In 2015, the Content Marketing Institute discovered that despite 76% of B2C marketers reporting that they used content marketing, only 37% said their strategy was effective. And the story was no different for B2B marketers, with less than half (44%) claiming they had no clarity in what effective content marketing looks like. This was not ideal, considering successful content marketing is the gateway to high levels of consumer engagement; something which the Content Marketing Institute claim was cited the most (91%) by businesses talking about their goals.
With this in mind, this blog post focuses on the effectiveness of the Content Funnel; a five-stage concept which will help you to deliver the right level of content at the right time to prospective customers, who, if all goes to plan, will turn into loyal customers. Here’s how it works… (and for the purpose of demonstration, let’s call our prospective customer Dave.)
Step one: getting potential customers ‘on the radar’

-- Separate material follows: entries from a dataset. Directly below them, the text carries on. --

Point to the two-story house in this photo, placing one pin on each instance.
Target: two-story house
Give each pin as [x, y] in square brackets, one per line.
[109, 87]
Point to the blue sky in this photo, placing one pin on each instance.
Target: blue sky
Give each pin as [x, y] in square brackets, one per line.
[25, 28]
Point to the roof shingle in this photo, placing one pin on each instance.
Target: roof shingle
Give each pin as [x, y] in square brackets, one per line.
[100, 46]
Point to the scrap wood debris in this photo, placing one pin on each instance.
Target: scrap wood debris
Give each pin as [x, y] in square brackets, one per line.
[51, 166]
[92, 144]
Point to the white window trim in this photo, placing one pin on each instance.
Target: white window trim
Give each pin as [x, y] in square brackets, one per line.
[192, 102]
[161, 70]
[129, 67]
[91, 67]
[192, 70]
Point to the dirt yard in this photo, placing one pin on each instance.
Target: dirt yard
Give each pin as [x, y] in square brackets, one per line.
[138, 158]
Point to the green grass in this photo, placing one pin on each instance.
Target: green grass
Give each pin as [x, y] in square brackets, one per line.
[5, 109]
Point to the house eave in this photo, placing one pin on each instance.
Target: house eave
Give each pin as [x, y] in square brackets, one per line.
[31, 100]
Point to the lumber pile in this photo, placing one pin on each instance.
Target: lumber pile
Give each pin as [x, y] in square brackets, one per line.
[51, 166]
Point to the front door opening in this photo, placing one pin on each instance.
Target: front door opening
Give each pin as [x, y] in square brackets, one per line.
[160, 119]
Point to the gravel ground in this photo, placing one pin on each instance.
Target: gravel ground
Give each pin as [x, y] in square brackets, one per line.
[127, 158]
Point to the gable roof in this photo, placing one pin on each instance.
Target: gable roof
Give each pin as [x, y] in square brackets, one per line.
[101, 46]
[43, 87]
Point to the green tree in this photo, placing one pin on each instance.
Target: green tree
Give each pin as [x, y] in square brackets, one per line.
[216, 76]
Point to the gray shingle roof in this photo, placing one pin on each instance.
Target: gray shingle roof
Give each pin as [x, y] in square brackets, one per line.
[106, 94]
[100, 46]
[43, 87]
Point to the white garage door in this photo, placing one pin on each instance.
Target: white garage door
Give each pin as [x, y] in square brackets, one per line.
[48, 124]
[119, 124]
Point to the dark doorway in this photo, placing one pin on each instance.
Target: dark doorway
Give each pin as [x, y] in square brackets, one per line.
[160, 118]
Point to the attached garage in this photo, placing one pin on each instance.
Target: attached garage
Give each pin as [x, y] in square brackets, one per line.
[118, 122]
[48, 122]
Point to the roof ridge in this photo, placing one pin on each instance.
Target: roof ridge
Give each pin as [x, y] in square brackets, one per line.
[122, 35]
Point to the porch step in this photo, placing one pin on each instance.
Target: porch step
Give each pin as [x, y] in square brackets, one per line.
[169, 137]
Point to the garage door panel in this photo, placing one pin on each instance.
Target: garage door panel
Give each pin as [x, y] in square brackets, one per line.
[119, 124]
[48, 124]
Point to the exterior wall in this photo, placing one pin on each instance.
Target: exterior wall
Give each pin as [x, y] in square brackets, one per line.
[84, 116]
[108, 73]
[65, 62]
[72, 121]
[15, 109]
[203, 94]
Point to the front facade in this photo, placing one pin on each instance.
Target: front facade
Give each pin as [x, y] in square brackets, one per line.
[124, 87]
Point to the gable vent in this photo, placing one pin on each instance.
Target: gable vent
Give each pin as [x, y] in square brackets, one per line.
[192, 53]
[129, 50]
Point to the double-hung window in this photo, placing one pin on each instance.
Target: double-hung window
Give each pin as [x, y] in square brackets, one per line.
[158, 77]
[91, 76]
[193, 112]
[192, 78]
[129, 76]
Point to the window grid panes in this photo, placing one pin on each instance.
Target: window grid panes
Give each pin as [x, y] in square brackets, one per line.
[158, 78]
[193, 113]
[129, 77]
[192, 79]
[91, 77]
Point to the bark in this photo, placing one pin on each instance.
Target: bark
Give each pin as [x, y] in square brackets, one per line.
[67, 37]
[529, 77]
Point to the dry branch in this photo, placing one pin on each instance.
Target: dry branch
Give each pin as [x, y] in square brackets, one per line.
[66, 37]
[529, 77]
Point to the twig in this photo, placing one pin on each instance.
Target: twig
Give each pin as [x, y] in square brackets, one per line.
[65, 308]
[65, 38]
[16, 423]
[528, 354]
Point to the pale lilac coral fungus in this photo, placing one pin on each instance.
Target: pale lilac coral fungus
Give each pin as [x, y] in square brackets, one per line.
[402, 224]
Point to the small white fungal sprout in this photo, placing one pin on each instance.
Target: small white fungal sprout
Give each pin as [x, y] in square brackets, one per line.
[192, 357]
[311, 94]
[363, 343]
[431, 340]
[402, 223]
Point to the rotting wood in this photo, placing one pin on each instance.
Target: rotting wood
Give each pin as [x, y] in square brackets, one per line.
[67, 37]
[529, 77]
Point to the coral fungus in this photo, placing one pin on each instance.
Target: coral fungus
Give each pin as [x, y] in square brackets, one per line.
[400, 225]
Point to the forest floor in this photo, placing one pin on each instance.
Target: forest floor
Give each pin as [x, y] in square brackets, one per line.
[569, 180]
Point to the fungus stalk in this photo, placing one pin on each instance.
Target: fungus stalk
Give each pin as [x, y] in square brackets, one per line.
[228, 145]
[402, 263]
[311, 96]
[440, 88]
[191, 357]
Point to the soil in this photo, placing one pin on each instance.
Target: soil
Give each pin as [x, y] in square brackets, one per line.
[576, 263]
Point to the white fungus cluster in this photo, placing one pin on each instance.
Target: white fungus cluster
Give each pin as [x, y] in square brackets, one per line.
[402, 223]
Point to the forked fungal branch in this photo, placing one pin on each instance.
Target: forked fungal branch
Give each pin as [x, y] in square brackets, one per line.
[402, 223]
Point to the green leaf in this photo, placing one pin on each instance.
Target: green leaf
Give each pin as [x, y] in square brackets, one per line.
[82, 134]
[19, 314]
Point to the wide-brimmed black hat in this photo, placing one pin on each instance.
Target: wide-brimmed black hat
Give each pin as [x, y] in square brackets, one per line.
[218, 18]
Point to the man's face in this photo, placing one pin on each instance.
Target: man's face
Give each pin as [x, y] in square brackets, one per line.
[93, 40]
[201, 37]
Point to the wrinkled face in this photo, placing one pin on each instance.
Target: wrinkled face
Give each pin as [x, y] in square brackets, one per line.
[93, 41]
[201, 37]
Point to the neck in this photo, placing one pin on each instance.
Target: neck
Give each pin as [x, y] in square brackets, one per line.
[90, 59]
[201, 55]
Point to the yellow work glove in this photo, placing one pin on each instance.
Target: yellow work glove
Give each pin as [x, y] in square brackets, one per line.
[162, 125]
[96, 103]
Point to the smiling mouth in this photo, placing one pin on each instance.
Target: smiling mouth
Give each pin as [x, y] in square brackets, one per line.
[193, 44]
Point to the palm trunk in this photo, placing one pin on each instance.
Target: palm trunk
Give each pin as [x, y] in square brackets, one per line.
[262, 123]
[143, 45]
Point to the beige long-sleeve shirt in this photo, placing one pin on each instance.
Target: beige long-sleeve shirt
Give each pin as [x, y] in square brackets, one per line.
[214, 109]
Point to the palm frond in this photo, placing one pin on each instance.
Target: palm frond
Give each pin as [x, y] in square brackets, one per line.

Step one is all about AWARENESS.
Dave is interested in buying a brand-new TV. Having gained a general idea about the features he wants, he’s landed on your website. Determined not to miss out on your latest deals, Dave subscribes to your mailing list and likes your Facebook page.
That’s it, you’ve got him – stage one is complete.
Step one content:
Once a prospective customer is on your radar, it’s time to create content that feeds the spark and continues to engage the customer without forcing a sale (that’ll come naturally later).
Warm welcome emails work well if they include lots of calls to actions, or perhaps you could extend a special offer across social media.
Step two: The ‘toying with the idea’ phase
Step two is the CONSIDERATION stage.
Dave has found the perfect TV on your website but it’s expensive; can he justify exceeding his budget for a few extra features and screen inches?
Luckily for you, Dave has been actively trying to learn more about your business and has concluded that you are a trustworthy brand which clearly knows its stuff.
Step two content:
The reason Dave concludes you’re clued up about the TV industry is because of your Q&A pages, blog posts, product highlight videos and detailed product descriptions.
When your customer hits step two, this is the ideal time to consider voucher codes and offers, as long as you’re not overdoing it and coming across too forceful. It’s also a really good time to think about customer reviews and how best to use them – in many cases it’s simply about giving potential customers access to all customer reviews, and making sure you’re responding to them in a manner that’s on brand.
Step three: ‘The moment of truth’
Step three is the DECISION.
Dave has used the information he’s gathered in the first two stages of his journey to decide that, indeed, it is the TV he’d like to purchase.
Step three content:
Although you’ve successfully gained a new customer, your content shouldn’t stop providing value after the purchase is made.
Instead, you should use content to help your new customer get the most out of their new product/service e.g. through case studies, ‘how-to’ videos, testimonials and best practice guides etc.
Step four: ‘Make it or break it’
Step four is known as the POST-PURCHASE stage.
It’s been a few weeks since Dave’s purchase but he still regularly checks your social media pages and reads your email newsletters. When he was reading through your latest posts, he spotted a DVD player which he would like to purchase.
Thanks to engaging in regular content, Dave isn’t considered a ‘one-time purchaser’, he’s in fact turned into a frequent customer or repeat buyer.
Step four content:
The post-purchase stage is the vital opportunity to connect with your audience and keep them interested in your brand. It’s all about becoming a resource in your marketplace through leadership pieces, newsletters, webinars and frequent social media posts, so that consumers stay engaged and in turn make more purchases from your brand.
Step five: Rekindle!
Step five is when the dreaded DORMANCY occurs.
Time has passed and Dave has lost touch with your brand. The emails are no longer of interest and have sometimes made their way into Dave’s spam folder. You’re no longer top of Dave’s mind when it comes to electronic goods.
This situation is far from ideal – especially since you were so successful in engaging with Dave in the right ways throughout the previous four stages; it’s time to win him back!
Step five content:
To rekindle with previous customers, you need to examine your buyers’ preferences and purchasing behaviours to review any changes. It’s then time to reword, restructure or revitalise your content to ensure you’re offering new value.
Make sure your content is current and relatable and then it’s time to begin the whole cycle again with brand-new prospective customers. Now you now the steps, getting cracking on your content planning.